In other words, if everything is psychic, if everything is inscribed in the unconscious, if by clarifying what it is that we - that is hidden in the unconscious, we can better control those forces, and if by better controlling those forces we can better control our relationships with others and reach emotional well being with them, then that means that any failure to do that points back to a failure of our psyche. This has produced, I think, a collective feeling of responsibility for those romantic failures, especially among women, which means that we have then two levels of difficulties.

One, are the difficulties that are produced by what I call the “conditions of modernity,” namely, the deregulation of what I call the “deregulation,” the fact that there are no more rules really to meet others and to bond to others. These rules or rituals have collapsed, and everyone is left on its own - on his or her own to figure out these rules. So that’s the first level of difficulty. 

And the second level of difficulty is when these things don’t work, for whatever reason you can’t find a partner, or you’ll find a partner and you don’t get along with him or her, or you find a partner, you get along with him or her and then you get bored, or you have a sexual desire for other people within your own relationship, and so on and so forth. All of these are, I would say, expressions of the contradictions and dilemmas that people are living through in their relationships. So when you live through these difficulties, you attribute them back to your own self, to your own deficient self, and you are making this constant work, you are doing this constant work on yourself to alleviate those difficulties. That creates then a double level of difficulties.
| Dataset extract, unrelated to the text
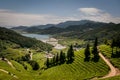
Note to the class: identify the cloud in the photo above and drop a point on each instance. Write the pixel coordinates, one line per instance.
(11, 18)
(97, 15)
(90, 11)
And so I would say that the therapeutic effect is understanding the collective dimension of those struggles. It’s a political action. When you think about what is politics, politics is understanding that what you're struggling with is not your own private story but the story of many people. And once you become aware of the collective dimension of your experience, then it becomes a political experience. This was precisely the effect of feminism. It was to take the woman's experience and show that what felt like a very private was much more collective and much more well shared. And this in itself has a kind of liberatory and therapeutic effect. So I would say it is - it has a therapeutic effect because it re-politicizes these experiences.